VLAD is a feature encoding and pooling method, similar to Fisher vectors. VLAD encodes a set of local feature descriptors $I=(\bx_1,\dots,\bx_n)$ extracted from an image using a dictionary built using a clustering method such as Gaussian Mixture Models (GMM) or K-means clustering. Let $q_{ik}$ be the strength of the association of data vector $\bx_i$ to cluster $\mu_k$, such that $q_{ik} \geq 0$ and $\sum_{k=1}^K q_{ik} = 1$. The association may be either soft (e.g. obtained as the posterior probabilities of the GMM clusters) or hard (e.g. obtained by vector quantization with K-means).

$\mu_k$ are the cluster means, vectors of the same dimension as the data $\bx_i$. VLAD encodes feature $\bx$ by considering the residuals

$\bv_k = \sum_{i=1}^{N} q_{ik} (\bx_{i} - \mu_k).$

The residulas are stacked together to obtain the vector

$\hat\Phi(I) = \begin{bmatrix} \vdots \\ \bv_k \\ \vdots \end{bmatrix}$

Before the VLAD encoding is used it is usually normalized, as explained VLAD normalization next.

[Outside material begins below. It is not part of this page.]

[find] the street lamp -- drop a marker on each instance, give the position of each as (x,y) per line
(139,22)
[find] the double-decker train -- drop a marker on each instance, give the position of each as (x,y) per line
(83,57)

• Component-wise mass normalization. Each vector $\bv_k$ is divided by the total mass of features associated to it $\sum_{i=1}^N q_{ik}$.
• Square-rooting. The function $\sign(z)\sqrt{|z|}$ is applied to all scalar components of the VLAD descriptor.
• **Component-wise $l^2$ normalization.** The vectors $\bv_k$ are divided by their norm $\|\bv_k\|_2$.
• **Global $l^2$ normalization.** The VLAD descriptor $\hat\Phi(I)$ is divided by its norm $\|\hat\Phi(I)\|_2$.